Published May 2023 via Dial Press
★★★★
In the Philippines, Rocero was a star: she was known throughout the country as a pageant queen, and her regular winnings kept her in comfort, if not in luxury. She could help support her parents just as they always supported her. She could be open about who she was. But there was a limit to how far pageants in the Philippines could take her—financially, but also, crucially, in terms of having her gender legally recognized.

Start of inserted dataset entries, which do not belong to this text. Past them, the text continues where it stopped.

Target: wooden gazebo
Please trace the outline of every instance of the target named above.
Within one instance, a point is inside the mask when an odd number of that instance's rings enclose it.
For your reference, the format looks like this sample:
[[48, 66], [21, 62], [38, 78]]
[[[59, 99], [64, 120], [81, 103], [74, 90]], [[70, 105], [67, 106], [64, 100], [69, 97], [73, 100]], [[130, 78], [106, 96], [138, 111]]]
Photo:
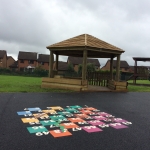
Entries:
[[[110, 58], [111, 80], [108, 87], [116, 89], [116, 85], [126, 83], [119, 82], [120, 55], [124, 52], [122, 49], [106, 43], [94, 36], [82, 34], [62, 42], [47, 46], [50, 50], [49, 78], [42, 79], [43, 88], [61, 88], [76, 91], [88, 90], [86, 79], [87, 57], [88, 58]], [[53, 71], [54, 54], [56, 55], [56, 71]], [[83, 58], [82, 79], [66, 79], [57, 76], [59, 55], [73, 56]], [[113, 59], [117, 57], [116, 79], [113, 80]], [[120, 84], [119, 84], [120, 83]]]

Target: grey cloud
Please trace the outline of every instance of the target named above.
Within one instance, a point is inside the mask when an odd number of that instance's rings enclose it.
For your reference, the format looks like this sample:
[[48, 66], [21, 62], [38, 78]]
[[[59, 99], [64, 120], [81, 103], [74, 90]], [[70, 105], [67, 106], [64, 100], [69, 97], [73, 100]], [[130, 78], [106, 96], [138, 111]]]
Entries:
[[148, 0], [0, 0], [0, 49], [49, 54], [46, 46], [88, 33], [125, 50], [132, 65], [150, 49], [149, 10]]

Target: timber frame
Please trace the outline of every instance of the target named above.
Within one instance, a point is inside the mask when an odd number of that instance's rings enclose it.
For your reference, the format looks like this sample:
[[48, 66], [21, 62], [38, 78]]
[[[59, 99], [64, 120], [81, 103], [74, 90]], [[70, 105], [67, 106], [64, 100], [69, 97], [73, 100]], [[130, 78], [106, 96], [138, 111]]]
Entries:
[[138, 77], [150, 77], [149, 75], [149, 71], [148, 71], [148, 68], [146, 67], [142, 67], [142, 66], [137, 66], [137, 62], [138, 61], [150, 61], [150, 58], [149, 57], [133, 57], [133, 60], [135, 61], [134, 63], [134, 74], [133, 74], [133, 77], [134, 77], [134, 80], [133, 80], [133, 83], [136, 84], [136, 80]]
[[[73, 56], [73, 57], [83, 57], [83, 62], [82, 62], [82, 79], [81, 82], [77, 81], [77, 85], [79, 87], [79, 91], [87, 90], [88, 88], [88, 82], [86, 79], [86, 70], [87, 70], [87, 58], [110, 58], [110, 75], [111, 75], [111, 80], [113, 80], [113, 59], [117, 57], [117, 68], [116, 68], [116, 81], [119, 82], [119, 72], [120, 72], [120, 56], [124, 51], [118, 47], [115, 47], [109, 43], [106, 43], [96, 37], [93, 37], [88, 34], [82, 34], [73, 38], [70, 38], [68, 40], [50, 45], [46, 47], [50, 51], [50, 64], [49, 64], [49, 78], [56, 78], [55, 75], [57, 75], [58, 71], [58, 59], [59, 56]], [[53, 62], [54, 62], [54, 54], [56, 55], [56, 70], [53, 70]], [[58, 76], [57, 76], [58, 78]], [[58, 80], [58, 83], [57, 81]], [[57, 85], [59, 82], [64, 80], [63, 78], [61, 79], [56, 79], [55, 82]], [[47, 82], [47, 83], [46, 83]], [[50, 84], [52, 82], [51, 79], [43, 79], [42, 81], [42, 87], [64, 87], [64, 89], [67, 89], [68, 84], [70, 87], [72, 85], [72, 81], [68, 82], [65, 79], [64, 80], [64, 86], [56, 86], [56, 84], [53, 85]], [[49, 84], [48, 84], [49, 83]], [[73, 81], [73, 85], [75, 84], [75, 81]], [[48, 86], [49, 85], [49, 86]], [[72, 85], [72, 88], [75, 87]], [[76, 85], [76, 86], [77, 86]], [[69, 89], [69, 88], [68, 88]]]

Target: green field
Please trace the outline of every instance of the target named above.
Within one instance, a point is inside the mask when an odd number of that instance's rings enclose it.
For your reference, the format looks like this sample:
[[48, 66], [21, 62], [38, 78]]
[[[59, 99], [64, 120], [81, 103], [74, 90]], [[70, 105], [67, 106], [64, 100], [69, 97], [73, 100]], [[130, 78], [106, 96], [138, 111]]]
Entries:
[[71, 92], [41, 88], [41, 77], [0, 75], [0, 92]]
[[[133, 81], [128, 81], [133, 83]], [[140, 84], [150, 84], [148, 80], [137, 80]], [[148, 86], [128, 85], [129, 92], [150, 92]], [[23, 77], [0, 75], [0, 92], [72, 92], [61, 89], [43, 89], [41, 88], [40, 77]]]
[[[129, 80], [128, 83], [133, 83], [133, 80]], [[149, 80], [136, 80], [137, 84], [150, 84]]]

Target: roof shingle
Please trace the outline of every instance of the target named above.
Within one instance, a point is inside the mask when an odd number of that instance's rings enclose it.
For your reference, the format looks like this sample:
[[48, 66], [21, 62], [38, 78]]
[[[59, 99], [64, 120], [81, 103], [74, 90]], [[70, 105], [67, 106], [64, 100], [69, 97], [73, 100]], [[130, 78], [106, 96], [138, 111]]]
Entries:
[[18, 59], [37, 60], [37, 53], [35, 53], [35, 52], [22, 52], [22, 51], [19, 51]]
[[84, 46], [124, 52], [122, 49], [114, 45], [111, 45], [105, 41], [102, 41], [89, 34], [82, 34], [82, 35], [64, 40], [62, 42], [52, 44], [50, 46], [47, 46], [47, 48], [49, 49], [49, 48], [59, 48], [59, 47], [84, 47]]
[[[83, 58], [82, 57], [68, 57], [69, 62], [71, 62], [74, 65], [79, 65], [82, 64]], [[98, 61], [98, 59], [87, 59], [87, 63], [91, 63], [94, 64], [95, 66], [99, 66], [100, 67], [100, 63]]]

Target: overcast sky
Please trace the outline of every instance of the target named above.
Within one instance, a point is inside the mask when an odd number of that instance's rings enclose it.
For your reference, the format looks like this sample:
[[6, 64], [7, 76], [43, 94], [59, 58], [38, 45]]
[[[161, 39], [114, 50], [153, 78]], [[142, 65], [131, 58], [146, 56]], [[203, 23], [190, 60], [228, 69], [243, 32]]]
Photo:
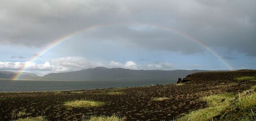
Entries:
[[256, 12], [255, 0], [2, 0], [0, 70], [70, 35], [25, 71], [256, 69]]

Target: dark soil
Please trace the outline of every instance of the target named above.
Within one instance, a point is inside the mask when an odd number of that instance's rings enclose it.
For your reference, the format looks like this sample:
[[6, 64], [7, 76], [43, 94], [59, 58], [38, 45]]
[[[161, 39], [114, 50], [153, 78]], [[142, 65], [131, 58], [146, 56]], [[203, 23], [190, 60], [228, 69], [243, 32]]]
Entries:
[[[45, 116], [50, 121], [81, 120], [83, 115], [111, 115], [118, 113], [127, 120], [169, 121], [191, 111], [204, 108], [204, 96], [225, 92], [237, 93], [249, 89], [256, 81], [239, 81], [238, 77], [256, 76], [256, 71], [198, 73], [187, 78], [191, 81], [151, 86], [74, 91], [0, 93], [0, 120]], [[49, 82], [50, 83], [50, 82]], [[82, 92], [81, 92], [82, 91]], [[122, 95], [109, 95], [109, 92]], [[153, 101], [156, 97], [168, 97]], [[104, 102], [101, 107], [87, 108], [65, 107], [64, 102], [75, 100]], [[18, 115], [25, 112], [26, 115]]]

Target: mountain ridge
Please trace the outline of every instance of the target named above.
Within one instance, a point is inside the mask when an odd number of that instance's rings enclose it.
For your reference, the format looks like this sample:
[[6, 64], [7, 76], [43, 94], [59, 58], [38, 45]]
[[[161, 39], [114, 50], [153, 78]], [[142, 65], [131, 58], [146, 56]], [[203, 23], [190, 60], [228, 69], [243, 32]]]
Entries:
[[51, 73], [43, 77], [49, 80], [168, 80], [176, 82], [178, 78], [198, 72], [206, 70], [176, 70], [164, 71], [159, 70], [131, 70], [121, 68], [107, 68], [97, 67], [80, 71], [68, 72]]

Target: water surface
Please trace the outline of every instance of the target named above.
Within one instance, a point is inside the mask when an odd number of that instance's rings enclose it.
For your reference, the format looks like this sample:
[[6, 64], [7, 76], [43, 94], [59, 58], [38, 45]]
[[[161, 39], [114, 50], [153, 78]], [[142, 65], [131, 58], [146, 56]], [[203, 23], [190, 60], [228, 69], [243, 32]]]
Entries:
[[0, 80], [0, 92], [74, 90], [171, 83], [170, 81], [11, 81]]

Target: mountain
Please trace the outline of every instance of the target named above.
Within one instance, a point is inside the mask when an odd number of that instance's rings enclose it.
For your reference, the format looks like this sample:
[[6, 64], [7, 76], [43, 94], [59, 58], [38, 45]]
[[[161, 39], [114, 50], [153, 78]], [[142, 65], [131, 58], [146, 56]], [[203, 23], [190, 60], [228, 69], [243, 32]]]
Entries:
[[[7, 71], [0, 71], [0, 79], [11, 79], [17, 73]], [[20, 79], [22, 80], [36, 80], [40, 77], [35, 74], [26, 72], [23, 73], [20, 76]]]
[[81, 80], [81, 81], [110, 81], [110, 80], [170, 80], [176, 82], [179, 77], [195, 72], [206, 71], [193, 70], [136, 70], [123, 68], [108, 69], [98, 67], [79, 71], [59, 73], [51, 73], [43, 78], [48, 80]]

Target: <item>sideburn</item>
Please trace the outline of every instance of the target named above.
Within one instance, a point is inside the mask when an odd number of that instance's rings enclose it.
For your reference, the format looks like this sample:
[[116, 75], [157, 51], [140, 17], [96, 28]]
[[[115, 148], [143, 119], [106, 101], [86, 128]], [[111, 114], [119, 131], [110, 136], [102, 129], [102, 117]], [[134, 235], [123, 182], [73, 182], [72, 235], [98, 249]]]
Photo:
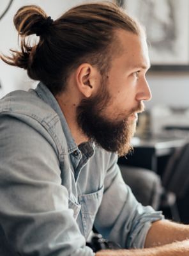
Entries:
[[[77, 122], [83, 132], [92, 141], [105, 150], [125, 155], [131, 148], [133, 135], [127, 118], [111, 121], [103, 115], [110, 97], [105, 83], [96, 95], [83, 99], [77, 109]], [[133, 129], [132, 129], [132, 131]]]

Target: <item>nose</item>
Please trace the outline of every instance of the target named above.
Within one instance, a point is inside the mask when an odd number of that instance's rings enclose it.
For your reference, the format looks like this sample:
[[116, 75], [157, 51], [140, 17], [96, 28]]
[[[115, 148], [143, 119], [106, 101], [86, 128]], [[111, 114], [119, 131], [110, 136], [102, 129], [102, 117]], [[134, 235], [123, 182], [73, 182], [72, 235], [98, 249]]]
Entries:
[[147, 80], [145, 77], [139, 84], [139, 90], [136, 95], [137, 100], [150, 100], [151, 99], [151, 92]]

In the US, Rocero could have it all: the magical F on her government documents, a modeling career (with a rise nearly as rapid as her pageant rise in the Philippines), relationships and steady income and recognition. But in the US, it was not possible to both be openly trans and to work as a mainstream model—the few who had come before her and been outed had been shunned, demonized, and excluded. And thus began years upon years of going "stealth," keeping the sex on her birth certificate a secret so that she could live the high-fashion life in front of the cameras that she had dreamed of.
It's so easy to forget just how far things have come since the early 2000s—there's still so far to go that sometimes it feels like there's been no progress, but of course Rocero is painfully on point, and I'm grateful to have this reminder of how complicated identities are for so many. There's some fascinating basic background on the Philippines here that makes me want to read more about that—a Catholic country because of its colonizers, but with a rich cultural history that included acceptance of something much broader than a binary gender system. The Philippines of Rocero's childhood, then, was a place where it was not always accepted to be trans—but where the trans community was so visible that there was at least always a baseline understanding. It sort of boggles my mind that she could be so successfully "stealthy" in the US (side note: "passing" is not really a term she uses in the book, so I won't either, and Janet Mock's Redefining Realness is as relevant a read as ever) but also be so sure that anyone from her homeland would be able to clock her in short order.
Horse Barbie details years full of joy and successes, but also a heavy load to carry. It's one thing to know who you are, but another thing to know how badly people might treat you for something as simple as your identity. Rocero never lingers on the heavy parts, but she also doesn't let the reader sit back and think that it was all easy. I'm grateful for that, too, because one of the reasons I read memoir is to be catapulted into someone else's life for a while, with all its complications, and I'd be remiss to come away thinking that the Philippines was a bastion of acceptance, or that success in the US made having to hide okay—because it might have been worth it to Rocero, to a point, but she should have been able to live her life without fearing what discovery might mean.
As is not uncommon, there's so much more that I want to say than will fit in a review of reasonable length, so I will leave it with just two notes: first, whoever is doing memoir acquisitions at the Dial Press has killer taste—all of the memoirs I've read from them in the past couple of years have been somewhere between excellent and exceptional. And second, a round of applause for Rocero's mother, who sounds like the sort of quiet champion every kid figuring out their identity should have.
Thanks to the author and publisher for providing a review copy through NetGalley.